Material and methods:
Experimental colitis was induced by 5% TNBS. CCR5 antagonist peptides were administered intravenously once a day for a week. Histological evaluation, real-time PCR, western blotting and correlation analysis were performed to examine the effects of the CCR5 binding peptides on the infiltration of inflammatory cells and the NF-κB signaling pathway.

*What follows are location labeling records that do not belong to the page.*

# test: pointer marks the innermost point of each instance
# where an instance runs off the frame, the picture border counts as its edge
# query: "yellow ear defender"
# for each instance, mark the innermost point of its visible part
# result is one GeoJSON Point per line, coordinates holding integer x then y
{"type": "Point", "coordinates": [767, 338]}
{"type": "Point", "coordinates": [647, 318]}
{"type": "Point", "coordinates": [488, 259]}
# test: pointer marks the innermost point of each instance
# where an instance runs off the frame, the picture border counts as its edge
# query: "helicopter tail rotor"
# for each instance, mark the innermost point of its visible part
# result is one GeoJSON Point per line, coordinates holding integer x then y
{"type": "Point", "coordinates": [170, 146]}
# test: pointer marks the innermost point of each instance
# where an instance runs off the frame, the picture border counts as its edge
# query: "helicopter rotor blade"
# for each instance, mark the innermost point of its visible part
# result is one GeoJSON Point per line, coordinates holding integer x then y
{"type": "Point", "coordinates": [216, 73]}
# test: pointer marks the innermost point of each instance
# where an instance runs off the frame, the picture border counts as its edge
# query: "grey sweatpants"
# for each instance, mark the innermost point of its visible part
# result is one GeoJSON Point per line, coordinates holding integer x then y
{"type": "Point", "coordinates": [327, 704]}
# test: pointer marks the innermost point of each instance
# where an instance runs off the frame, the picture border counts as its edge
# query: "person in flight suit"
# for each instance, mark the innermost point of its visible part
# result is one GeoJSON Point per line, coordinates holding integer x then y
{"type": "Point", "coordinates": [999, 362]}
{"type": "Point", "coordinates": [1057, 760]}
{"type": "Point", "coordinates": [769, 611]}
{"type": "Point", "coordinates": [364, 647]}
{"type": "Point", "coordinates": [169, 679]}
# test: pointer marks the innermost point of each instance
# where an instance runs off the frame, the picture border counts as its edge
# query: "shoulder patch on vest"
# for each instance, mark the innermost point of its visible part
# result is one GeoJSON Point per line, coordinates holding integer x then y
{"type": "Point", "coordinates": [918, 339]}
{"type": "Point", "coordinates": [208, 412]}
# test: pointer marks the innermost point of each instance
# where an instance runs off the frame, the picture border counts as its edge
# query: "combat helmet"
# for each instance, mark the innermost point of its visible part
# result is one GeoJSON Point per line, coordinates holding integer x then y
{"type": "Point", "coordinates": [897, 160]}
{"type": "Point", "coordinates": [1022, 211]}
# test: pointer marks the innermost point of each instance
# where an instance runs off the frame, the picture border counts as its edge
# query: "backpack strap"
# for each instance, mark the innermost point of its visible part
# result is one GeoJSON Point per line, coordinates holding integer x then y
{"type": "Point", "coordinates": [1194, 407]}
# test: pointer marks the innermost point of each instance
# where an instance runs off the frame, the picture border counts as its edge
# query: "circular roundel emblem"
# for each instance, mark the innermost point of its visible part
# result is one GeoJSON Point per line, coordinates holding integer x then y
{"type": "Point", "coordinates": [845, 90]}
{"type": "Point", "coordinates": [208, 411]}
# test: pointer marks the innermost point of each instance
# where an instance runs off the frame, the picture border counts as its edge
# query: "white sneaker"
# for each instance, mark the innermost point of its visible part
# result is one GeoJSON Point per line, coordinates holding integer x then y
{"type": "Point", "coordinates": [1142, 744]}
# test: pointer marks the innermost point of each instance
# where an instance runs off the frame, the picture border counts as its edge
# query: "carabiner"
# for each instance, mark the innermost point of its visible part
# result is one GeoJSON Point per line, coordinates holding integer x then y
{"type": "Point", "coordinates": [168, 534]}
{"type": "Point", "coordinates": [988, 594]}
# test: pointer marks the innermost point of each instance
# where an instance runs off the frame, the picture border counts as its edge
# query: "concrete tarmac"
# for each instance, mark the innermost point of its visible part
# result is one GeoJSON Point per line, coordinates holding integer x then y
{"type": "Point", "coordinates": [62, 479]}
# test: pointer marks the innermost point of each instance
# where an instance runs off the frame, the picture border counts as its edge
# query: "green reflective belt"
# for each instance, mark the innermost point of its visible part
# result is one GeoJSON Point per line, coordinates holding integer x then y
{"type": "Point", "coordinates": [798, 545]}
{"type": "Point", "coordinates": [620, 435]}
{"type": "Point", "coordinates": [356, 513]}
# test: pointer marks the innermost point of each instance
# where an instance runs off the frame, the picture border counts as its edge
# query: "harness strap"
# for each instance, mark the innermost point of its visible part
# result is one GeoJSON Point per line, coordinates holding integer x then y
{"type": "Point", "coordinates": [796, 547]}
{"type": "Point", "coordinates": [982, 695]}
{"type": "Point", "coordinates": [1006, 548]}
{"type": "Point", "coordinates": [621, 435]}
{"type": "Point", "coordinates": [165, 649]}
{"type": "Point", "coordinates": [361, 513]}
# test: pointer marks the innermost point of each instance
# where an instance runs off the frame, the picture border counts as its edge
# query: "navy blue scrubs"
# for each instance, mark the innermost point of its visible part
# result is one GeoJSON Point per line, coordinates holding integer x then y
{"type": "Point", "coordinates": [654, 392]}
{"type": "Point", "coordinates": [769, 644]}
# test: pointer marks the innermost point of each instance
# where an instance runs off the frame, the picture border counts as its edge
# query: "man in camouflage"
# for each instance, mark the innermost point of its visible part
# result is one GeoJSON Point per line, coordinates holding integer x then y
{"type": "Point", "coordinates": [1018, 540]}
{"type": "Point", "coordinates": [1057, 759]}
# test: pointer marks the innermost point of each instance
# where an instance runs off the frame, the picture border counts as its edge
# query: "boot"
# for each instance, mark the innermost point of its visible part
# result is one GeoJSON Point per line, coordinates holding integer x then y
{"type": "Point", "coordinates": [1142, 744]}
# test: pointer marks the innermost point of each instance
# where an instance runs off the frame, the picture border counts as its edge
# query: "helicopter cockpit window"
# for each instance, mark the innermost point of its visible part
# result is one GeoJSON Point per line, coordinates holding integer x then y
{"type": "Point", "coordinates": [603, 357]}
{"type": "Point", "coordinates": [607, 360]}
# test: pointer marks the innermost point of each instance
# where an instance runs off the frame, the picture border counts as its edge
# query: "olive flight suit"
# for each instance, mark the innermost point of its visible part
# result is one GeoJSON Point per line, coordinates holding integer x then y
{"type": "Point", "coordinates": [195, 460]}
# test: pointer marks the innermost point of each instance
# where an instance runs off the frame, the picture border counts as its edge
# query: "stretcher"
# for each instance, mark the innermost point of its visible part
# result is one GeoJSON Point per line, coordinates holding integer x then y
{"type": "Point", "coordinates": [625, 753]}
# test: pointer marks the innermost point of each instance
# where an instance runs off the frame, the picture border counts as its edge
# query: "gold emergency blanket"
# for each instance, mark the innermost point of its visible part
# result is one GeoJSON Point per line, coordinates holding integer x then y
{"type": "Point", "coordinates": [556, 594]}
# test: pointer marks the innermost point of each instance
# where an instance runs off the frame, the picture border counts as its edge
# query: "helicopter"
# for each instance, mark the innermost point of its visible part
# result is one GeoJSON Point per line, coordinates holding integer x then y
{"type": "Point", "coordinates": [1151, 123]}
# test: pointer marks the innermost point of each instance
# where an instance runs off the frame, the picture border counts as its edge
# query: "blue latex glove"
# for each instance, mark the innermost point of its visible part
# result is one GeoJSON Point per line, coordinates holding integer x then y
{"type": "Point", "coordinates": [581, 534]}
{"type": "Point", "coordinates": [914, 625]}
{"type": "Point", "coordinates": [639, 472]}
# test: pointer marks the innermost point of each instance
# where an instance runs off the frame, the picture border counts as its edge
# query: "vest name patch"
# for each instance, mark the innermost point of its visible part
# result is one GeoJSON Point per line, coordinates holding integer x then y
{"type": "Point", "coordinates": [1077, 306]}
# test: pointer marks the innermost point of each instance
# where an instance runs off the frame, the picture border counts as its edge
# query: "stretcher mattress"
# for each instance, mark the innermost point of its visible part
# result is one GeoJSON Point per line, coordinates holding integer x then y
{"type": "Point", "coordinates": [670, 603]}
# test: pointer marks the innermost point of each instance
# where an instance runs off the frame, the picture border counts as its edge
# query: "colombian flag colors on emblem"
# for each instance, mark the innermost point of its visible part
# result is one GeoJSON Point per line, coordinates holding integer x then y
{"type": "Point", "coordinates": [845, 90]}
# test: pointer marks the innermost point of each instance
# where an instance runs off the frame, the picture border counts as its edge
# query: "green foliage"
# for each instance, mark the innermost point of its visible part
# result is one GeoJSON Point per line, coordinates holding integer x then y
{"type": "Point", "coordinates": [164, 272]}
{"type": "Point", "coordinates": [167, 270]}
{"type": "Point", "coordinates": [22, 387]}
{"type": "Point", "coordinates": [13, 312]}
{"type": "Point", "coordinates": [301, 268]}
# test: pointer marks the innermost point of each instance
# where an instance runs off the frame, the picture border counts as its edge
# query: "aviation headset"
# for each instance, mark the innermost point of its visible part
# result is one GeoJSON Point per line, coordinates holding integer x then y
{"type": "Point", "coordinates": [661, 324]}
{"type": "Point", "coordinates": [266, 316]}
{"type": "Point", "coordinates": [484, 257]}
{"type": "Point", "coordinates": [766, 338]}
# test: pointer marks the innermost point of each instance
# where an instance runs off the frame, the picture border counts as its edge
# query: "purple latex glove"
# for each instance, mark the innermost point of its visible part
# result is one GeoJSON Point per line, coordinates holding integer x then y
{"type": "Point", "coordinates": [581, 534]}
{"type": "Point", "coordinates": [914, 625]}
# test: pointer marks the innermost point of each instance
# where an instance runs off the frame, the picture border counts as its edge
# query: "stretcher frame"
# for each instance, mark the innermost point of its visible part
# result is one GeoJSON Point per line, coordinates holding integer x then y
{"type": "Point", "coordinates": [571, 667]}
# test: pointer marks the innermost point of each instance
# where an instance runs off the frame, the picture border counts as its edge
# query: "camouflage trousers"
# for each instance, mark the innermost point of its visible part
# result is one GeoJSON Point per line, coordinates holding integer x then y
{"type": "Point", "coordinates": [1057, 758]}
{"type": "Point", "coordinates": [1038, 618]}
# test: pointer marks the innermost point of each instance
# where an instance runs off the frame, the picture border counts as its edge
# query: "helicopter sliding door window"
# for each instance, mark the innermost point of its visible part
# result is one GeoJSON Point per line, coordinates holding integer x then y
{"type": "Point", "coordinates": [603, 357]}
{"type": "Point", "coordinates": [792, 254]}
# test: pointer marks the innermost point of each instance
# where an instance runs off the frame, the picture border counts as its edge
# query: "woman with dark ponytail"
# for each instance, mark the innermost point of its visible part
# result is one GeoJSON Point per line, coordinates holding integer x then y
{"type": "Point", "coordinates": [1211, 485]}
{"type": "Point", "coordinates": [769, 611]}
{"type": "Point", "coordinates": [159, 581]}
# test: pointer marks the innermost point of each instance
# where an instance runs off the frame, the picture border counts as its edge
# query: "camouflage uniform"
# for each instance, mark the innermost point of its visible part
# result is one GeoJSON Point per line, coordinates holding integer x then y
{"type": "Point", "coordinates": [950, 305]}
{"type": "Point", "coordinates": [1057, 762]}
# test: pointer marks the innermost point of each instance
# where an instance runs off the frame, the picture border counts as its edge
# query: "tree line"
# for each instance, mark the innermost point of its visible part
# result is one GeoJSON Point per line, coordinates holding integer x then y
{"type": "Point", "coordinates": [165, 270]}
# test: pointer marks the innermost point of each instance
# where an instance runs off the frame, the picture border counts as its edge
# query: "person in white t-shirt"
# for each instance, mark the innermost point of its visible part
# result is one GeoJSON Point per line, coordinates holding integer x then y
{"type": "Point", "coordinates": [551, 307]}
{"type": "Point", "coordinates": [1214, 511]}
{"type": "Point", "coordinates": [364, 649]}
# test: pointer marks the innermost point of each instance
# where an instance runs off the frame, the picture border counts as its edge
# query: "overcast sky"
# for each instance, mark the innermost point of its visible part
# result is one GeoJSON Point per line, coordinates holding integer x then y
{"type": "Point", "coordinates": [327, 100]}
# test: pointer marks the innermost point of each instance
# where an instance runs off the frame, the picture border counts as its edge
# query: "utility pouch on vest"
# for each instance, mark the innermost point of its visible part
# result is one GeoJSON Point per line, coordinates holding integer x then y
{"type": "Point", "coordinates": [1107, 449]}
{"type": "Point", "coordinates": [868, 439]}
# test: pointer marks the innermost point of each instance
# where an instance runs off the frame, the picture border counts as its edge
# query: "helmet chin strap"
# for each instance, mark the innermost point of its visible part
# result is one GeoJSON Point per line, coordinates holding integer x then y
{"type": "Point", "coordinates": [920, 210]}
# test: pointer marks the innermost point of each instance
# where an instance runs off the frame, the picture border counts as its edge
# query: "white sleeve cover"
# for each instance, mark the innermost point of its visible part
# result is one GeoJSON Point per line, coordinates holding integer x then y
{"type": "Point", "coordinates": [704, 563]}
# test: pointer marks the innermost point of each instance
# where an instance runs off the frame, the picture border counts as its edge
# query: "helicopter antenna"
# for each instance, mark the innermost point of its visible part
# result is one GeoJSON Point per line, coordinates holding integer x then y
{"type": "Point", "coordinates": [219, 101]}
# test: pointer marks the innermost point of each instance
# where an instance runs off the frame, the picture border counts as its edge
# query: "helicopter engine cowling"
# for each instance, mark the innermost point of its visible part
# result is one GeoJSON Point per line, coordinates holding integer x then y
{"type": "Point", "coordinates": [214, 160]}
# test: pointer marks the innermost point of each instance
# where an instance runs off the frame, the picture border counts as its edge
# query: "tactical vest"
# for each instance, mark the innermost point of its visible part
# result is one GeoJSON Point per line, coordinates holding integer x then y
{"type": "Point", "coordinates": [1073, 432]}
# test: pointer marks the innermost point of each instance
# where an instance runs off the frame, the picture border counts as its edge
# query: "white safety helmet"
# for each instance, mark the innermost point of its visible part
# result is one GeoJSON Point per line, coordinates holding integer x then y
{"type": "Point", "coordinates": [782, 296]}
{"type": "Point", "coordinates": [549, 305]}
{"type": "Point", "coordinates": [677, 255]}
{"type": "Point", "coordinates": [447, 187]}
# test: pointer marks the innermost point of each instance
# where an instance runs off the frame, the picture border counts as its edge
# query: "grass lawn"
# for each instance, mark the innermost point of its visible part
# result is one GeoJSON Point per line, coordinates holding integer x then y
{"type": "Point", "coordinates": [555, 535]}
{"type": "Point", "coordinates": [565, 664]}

GH and HY peptides ameliorated mucosal damage and reduced the infiltration of neutrophils, lymphocytes and macrophages in experimental colitis (P < 0.05). The expression of NF-κB-related genes, including p105, p100, IKK and TNF-α, was reduced after GH and HY peptide administration (P < 0.01), and the protein level of TNF-α and the phosphorylation of IKK, IκBα and p65 were also suppressed. Furthermore, CCR5 antagonist peptides inhibited nuclear translocation of p65. Spearman correlation analysis showed that the infiltration of inflammatory cells was significantly correlated with the NF-κB pathway.

Antagonistic peptides that specifically bind to ECL1 and ECL2 of CCR5 inhibit the infiltration of neutrophils, lymphocytes and macrophages in the colonic mucosa of SD rats with TNBS-induced colitis via regulation of the NF-κB signaling pathway.